I was afraid my edit time would run out. I think we misunderstood each other Discordia. I thought you disliked my equating the two, but now I read your reply.

No, I didn’t mean it that way at all! I wasn’t even thinking of you. I was thinking of people who, at the time it was happening, weren’t concerned of what was going on with the Japanese-Americans because 1) we were in a war, and 2) they weren’t Japanese-Americans, so what did they care. It’s the same sort of thing…ah, I have to find it. “First they came for the…but since I wasn’t a …, then they came for, but I wasn’t…and when they came for me, there was nobody left to speak on my behalf” thing. I have to find the exact wording.

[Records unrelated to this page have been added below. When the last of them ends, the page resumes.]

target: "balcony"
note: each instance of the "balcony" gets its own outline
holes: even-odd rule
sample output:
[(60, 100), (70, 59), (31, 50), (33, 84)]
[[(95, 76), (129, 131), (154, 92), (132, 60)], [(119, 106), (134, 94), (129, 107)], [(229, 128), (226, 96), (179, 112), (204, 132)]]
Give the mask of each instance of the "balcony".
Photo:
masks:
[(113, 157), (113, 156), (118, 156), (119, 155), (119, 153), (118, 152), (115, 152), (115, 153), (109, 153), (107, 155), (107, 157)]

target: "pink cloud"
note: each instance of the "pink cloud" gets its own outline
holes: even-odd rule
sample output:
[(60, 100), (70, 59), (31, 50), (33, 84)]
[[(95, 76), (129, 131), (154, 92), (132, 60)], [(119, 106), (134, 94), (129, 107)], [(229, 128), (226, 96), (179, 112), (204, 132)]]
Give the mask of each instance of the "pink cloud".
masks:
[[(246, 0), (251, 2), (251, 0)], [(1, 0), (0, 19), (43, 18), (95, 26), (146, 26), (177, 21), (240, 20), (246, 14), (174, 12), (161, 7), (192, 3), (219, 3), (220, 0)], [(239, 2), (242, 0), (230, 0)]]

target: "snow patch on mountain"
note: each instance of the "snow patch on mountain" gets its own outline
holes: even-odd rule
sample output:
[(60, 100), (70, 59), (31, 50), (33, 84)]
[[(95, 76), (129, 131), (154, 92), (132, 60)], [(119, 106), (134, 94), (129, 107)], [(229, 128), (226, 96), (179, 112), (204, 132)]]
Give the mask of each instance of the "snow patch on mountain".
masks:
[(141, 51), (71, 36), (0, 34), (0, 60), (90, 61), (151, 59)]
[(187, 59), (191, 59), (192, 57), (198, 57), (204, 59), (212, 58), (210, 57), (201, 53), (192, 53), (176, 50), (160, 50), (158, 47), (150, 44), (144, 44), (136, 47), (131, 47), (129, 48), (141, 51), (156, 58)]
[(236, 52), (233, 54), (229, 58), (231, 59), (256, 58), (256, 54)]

Anyway, it wasn’t targeted at you. I apologise if you thought it was.

Fair enough. That accusation is one of the few things that can genuinely make me angry, so I can overreact.

Got it.

Yes, I quite like that one.

Don’t misunderstand me, I’m just a pragmatist who can seem rather detached. We don’t disagree in our goals at all.

Perhaps it’s more at my despair at the shit the world is in that such things seem so trifling in comparison.

You mean in a “good news, bad news” way? Like the good news, gays can marry, bad news, neither will have a job?

I wonder.

Yeah, that might be the least bit relevant if those of us who are trying to display the same tolerance we’re demanding of the evangelicals weren’t also SPEAKING UP at the same time.

You wonder what?

Speaking up about what?

Well now I wonder whether you read the link I posted.

Is this a real question?

You fling around accusations that those of us who aren’t as outraged as you are about this, are of the same character as those who didn’t speak out against the treatment of the Japanese in the U.S. or the Jews in Germany during WWII. Frankly, I find that comparison insulting and offensive. But most of all, it’s flat out wrong. Many of us who support Obama’s inclusion of Warren in his inauguration, are speaking out against the underlying cause you think is being “slapped in the face” – gay rights. Or have you forgotten that I, for instance, campaigned against Prop 8, posted signs in my yard and windows and made monetary donations to Equality California in an effort to defeat it? What do we have to do, place ourselves up on a cross before you believe that we can feel just as strongly about equal rights as you?

Hardly. We hear instead demands that those who are offended and discriminated against should shut up and submit. To stop complaining and slink off into the civil union ghetto. While their enemy is given the Presidential stamp of approval.
And we don’t hear you people “demanding tolerance” of the evangelicals; instead, we hear demands for tolerance of the bigotry of those evangelicals.